Aujourd’hui, l’évolution biologique, le fait que les êtres vivants dérivent les uns des autres en vertu de transformations progressives, est un processus considéré comme démontré. Cela, bien entendu, ne signifie pas que nous savons tout, que tout est compris.
Si l’on sait assez bien comment on passe d’une espèce à une autre, grâce notamment aux expériences réalisées sur la mouche du vinaigre, appelée en langue savante drosophile, on comprend en revanche beaucoup plus mal comment on passe des reptiles (crocodiles, tortues) aux oiseaux ou des oiseaux aux mammifères, et quels sont les mécanismes de ces évolutions « géantes ».

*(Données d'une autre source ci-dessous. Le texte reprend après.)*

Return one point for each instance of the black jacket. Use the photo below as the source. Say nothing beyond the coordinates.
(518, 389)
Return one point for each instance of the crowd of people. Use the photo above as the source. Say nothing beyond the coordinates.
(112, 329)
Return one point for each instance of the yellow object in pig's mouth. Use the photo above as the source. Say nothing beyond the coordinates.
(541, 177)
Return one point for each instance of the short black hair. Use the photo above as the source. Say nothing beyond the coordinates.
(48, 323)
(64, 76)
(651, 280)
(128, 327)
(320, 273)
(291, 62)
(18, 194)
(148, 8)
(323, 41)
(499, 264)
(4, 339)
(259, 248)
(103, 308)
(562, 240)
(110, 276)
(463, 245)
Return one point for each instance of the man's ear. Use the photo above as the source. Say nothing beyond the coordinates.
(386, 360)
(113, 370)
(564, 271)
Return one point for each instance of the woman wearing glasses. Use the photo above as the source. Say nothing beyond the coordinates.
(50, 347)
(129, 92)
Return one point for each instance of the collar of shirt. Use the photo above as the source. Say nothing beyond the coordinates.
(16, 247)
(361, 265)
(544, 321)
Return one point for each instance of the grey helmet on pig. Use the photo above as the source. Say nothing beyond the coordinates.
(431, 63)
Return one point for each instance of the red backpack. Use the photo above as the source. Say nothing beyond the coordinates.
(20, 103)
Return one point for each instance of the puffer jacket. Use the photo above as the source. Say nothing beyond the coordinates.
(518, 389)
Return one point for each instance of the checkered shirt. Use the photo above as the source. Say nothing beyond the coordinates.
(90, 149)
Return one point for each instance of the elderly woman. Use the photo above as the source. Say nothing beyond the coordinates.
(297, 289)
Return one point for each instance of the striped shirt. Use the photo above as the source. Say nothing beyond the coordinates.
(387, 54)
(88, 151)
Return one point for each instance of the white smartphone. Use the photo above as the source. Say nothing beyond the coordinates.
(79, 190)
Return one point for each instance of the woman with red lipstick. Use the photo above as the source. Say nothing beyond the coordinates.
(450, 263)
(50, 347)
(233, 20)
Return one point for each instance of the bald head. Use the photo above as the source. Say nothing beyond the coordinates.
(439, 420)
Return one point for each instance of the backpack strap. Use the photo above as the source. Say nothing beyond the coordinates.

« L’apparition de l’homme reste
par ailleurs encore inexpliquée
Si l’homme descend incontestablement d’un australopithèque, son ancêtre commun avec les grands singes, il est établi que son fonctionnement cérébral n’a rien à voir avec celui d’un singe. L’homme est un animal pensant, et ce dernier vocable suffit à marquer sa différence. Selon quels mécanismes son cerveau a-t-il vu son volume multiplié par trois en un million d’années, processus sans équivalent dans l’évolution biologique ? Nul n’a d’explication convaincante. La théorie qui soutient que la station bipède aurait suffi pour développer le cerveau me paraît au mieux une hypothèse, mais sûrement pas une explication causale.
En revanche, la question, longtemps débattue, du polygénisme, de l’apparition d’hommes en différents lieux de la planète, développée à partir de préjugés racistes, est totalement abandonnée. Elle n’a pas survécu aux développements de la génétique : l’espèce humaine a émergé en un seul endroit au cours d’un même processus, sans doute en Afrique. Et à partir de là l’homme a conquis la planète, franchissant les déserts, les montagnes, les isthmes, les mers, les océans. À cet égard, les croyants peuvent trouver là un certain réconfort. Il y a sans doute eu un (ou quelques) Adam et une (ou quelques) Eve quelque part dans les paysages volcaniques et lacustres du rift africain.
L’apparition de la vie, un mystère entier
Quant à l’apparition de la vie elle-même, le mystère reste entier. Certes, toutes les épreuves paléontologiques et géochimiques convergent aujourd’hui pour dire que la vie est apparue sur Terre très tôt, il y a 3,8 ou même 4 milliards d’années, mais on ne sait pas bien comment. Lorsque Stanley Miller, à partir d’une idée du Soviétique Oparine, synthétise les acides aminés in vitro en 1953. on est convaincu qu’en quelques années on parviendra à fabriquer du vivant ou du presque vivant.
Lorsque j’ai rencontré Stanley Miller pour la première fois vingt ans plus tard, il m’a expliqué sa grande déception. Et son association avec le grand chimiste anglais Leslie Orgel n’a rien changé : quarante ans plus tard, on n’est guère plus avancé. La percée la plus spectaculaire est sans nul doute la duplication in vitro d’un brin d’ADN par Karlin. Mullis, mais cette prouesse n a pas levé le voile sur la fabrication de l’ADN elle-même puisqu’on est parti d’un brin déjà synthétisé par le vivant. Je sais que de nombreux chimistes de grand talent travaillent aujourd’hui sur de nouvelles pistes, à l’aide de concepts nouveaux, comme ceux d’auto-organisation, d’autocatalyse enzymatique, etc., mais force est de reconnaître l’état des lieux :on ne sait pas reproduire la vie en laboratoire. Ni de près, ni de loin.